Program Integration and Linkage
Initially SG development programs were single purpose. The objective was to establish SGs to provide members, usually women, a safe place to save and the opportunity to obtain loans to meet subsistence needs or to invest in income-generating activities. The norm today is for SG development programs to be integrated with other development interventions focusing on, for example, health, HIV/AIDS, agriculture, market access, business development or natural resource management. This integration happens when other programs are added to SG programs or when SG programs are introduced to complement other programs. Either way generates synergies. This report documents several examples of such programs involving social protection, food security, health, literacy and business training, and special youth programs. Concomitantly there is growing recognition that some SGs want to access products and services offered by the formal financial sector and that the demand for this will only grow as members’ income-generating capacity and the savings group movement grows. Deliberate action is being taken to make it possible for those groups that want to link to do so. Historically, however, linkage has not always been positive. Learning from those failures, agencies that are working to link groups recognize that, on the demand side, it is crucial that members of SGs be financially literate and understand the implications and effect that particular
agreements can have on a group and its members. On the supply side, providers need to offer products and services that acknowledge and accommodate the fundamental principles, norms and operational structure of the SG itself. Several examples of pilot programs involving linkage that are underway are profiled in this report including a program involving savings, credit and loan insurance products in Rwanda; a pilot offering a funeral insurance product in Uganda; and a test of the use of mobile-phone technology for groups to secure and transfer cash in Tanzania.

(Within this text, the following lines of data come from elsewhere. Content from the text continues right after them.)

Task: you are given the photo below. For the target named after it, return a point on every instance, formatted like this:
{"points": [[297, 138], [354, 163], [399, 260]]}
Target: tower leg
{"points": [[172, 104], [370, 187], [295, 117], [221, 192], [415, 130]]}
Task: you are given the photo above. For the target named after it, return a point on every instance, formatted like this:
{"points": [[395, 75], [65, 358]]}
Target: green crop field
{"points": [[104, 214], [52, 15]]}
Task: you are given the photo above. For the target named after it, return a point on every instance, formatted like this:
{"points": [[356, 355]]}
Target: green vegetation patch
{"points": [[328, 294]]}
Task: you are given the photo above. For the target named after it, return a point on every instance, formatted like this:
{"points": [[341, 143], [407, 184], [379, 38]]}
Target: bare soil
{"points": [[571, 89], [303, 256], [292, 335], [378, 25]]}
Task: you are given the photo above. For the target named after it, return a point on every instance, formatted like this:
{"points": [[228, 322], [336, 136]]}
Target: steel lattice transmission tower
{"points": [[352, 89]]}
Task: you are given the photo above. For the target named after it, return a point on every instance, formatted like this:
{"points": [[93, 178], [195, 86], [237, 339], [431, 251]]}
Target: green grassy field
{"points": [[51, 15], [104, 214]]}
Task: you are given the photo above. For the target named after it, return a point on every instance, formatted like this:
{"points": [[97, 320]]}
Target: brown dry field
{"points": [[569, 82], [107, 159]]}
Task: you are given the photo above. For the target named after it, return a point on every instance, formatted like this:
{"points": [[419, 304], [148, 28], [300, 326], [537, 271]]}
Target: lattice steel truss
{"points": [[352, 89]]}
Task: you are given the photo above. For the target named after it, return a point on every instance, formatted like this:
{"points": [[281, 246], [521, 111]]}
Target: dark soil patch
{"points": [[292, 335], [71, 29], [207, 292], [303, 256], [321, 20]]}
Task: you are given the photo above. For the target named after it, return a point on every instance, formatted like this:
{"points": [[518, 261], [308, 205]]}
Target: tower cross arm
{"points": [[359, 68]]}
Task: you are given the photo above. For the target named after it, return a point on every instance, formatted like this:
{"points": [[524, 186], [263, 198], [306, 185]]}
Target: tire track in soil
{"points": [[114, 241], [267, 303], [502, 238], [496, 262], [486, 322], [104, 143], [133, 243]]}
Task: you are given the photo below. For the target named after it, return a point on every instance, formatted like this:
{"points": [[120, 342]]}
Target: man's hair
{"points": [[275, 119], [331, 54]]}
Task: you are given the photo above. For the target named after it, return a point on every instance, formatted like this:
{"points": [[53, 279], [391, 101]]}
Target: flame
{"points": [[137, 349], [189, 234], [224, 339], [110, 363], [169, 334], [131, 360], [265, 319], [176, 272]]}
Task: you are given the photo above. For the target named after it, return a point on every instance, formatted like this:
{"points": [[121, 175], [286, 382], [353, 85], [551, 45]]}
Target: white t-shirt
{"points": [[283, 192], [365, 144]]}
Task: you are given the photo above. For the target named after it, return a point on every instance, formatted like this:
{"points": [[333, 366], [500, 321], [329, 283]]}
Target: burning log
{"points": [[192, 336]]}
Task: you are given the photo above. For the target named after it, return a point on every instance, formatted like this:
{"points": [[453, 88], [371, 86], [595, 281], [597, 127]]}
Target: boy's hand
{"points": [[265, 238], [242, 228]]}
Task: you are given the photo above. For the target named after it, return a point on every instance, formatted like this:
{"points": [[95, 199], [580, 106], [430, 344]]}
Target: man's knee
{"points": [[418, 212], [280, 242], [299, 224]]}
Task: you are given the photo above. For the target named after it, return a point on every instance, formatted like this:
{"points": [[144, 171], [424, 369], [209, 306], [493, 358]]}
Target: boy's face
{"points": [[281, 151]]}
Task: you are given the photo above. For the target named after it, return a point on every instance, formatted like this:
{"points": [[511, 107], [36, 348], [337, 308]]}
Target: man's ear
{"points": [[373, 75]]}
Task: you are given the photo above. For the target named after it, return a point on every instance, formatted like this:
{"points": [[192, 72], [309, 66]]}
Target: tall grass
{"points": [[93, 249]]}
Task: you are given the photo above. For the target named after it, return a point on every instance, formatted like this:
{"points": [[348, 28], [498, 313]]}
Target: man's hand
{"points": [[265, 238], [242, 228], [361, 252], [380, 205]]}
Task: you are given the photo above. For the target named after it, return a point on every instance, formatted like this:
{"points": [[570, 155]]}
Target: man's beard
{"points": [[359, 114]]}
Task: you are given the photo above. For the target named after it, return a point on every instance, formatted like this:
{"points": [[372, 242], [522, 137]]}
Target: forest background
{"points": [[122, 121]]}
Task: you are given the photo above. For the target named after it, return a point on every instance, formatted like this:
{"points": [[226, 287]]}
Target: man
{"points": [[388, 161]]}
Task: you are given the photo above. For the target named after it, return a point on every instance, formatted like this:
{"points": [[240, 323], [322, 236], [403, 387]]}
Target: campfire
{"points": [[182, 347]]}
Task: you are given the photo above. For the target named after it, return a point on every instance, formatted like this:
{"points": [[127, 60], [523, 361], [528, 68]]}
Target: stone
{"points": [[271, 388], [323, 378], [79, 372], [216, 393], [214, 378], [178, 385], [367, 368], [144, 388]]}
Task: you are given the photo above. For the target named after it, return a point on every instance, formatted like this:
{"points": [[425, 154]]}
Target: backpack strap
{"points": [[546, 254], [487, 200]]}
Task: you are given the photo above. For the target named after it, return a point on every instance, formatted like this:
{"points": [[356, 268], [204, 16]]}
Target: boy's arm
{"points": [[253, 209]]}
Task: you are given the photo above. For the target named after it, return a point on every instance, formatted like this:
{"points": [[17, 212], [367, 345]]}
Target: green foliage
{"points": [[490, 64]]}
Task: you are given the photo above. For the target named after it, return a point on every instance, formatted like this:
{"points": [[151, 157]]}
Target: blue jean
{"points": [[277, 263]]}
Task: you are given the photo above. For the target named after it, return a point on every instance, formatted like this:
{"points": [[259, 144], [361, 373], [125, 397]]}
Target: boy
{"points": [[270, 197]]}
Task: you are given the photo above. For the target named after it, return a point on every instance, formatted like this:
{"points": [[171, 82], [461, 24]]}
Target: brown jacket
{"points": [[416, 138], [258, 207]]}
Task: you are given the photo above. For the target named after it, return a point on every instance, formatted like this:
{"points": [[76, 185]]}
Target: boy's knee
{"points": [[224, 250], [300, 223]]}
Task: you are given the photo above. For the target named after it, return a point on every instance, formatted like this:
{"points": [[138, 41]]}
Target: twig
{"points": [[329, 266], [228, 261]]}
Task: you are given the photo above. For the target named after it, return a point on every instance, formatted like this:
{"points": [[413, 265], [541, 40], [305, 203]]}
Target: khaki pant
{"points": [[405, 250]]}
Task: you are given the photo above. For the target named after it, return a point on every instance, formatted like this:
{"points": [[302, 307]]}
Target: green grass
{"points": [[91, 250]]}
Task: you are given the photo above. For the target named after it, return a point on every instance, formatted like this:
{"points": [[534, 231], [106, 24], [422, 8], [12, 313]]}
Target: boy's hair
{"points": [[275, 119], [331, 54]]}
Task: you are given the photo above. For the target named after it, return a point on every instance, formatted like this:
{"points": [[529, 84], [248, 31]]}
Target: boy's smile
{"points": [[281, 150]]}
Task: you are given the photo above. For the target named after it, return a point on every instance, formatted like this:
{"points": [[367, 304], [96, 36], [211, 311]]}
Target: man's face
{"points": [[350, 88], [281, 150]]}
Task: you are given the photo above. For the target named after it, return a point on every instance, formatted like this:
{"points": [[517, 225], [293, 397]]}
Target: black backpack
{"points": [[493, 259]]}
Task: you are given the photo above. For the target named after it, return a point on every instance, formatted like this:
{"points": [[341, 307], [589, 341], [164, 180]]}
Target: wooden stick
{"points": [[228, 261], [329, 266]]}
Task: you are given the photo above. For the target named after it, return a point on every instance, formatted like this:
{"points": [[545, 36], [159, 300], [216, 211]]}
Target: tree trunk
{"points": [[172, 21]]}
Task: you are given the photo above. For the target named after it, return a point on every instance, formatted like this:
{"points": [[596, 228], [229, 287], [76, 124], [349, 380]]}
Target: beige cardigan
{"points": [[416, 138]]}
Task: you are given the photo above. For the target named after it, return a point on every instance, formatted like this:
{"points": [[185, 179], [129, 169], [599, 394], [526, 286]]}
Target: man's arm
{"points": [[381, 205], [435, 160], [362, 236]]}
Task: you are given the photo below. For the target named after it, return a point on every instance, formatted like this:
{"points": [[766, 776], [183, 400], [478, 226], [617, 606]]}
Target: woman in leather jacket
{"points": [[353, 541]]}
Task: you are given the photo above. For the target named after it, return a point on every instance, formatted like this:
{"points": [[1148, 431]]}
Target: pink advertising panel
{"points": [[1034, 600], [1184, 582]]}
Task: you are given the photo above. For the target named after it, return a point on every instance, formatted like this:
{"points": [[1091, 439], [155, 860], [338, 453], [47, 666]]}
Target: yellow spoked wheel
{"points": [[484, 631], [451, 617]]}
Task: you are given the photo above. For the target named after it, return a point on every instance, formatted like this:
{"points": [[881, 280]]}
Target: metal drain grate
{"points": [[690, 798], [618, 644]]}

Advocacy for Systems Change
The importance to poor people of MF in general, and the emerging SG movement in particular, makes it clear that it is not enough simply to promulgate SG programming on the ground. Although FAs work to establish, support and help SGs proliferate, developing increasingly sustainable systems to do so, it is important for agencies also to work to improve the environment in which the MF sector functions. Advocacy efforts that are pro-poor and gender-sensitive can have enormous impact on the success of MF – indeed, of development much more broadly defined – in reaching the disadvantaged. Changes in the enabling environment, within which all of MF operates, have the potential to enable very poor and marginalized people to leverage the power and versatility of the savings group to be more effective than ever before.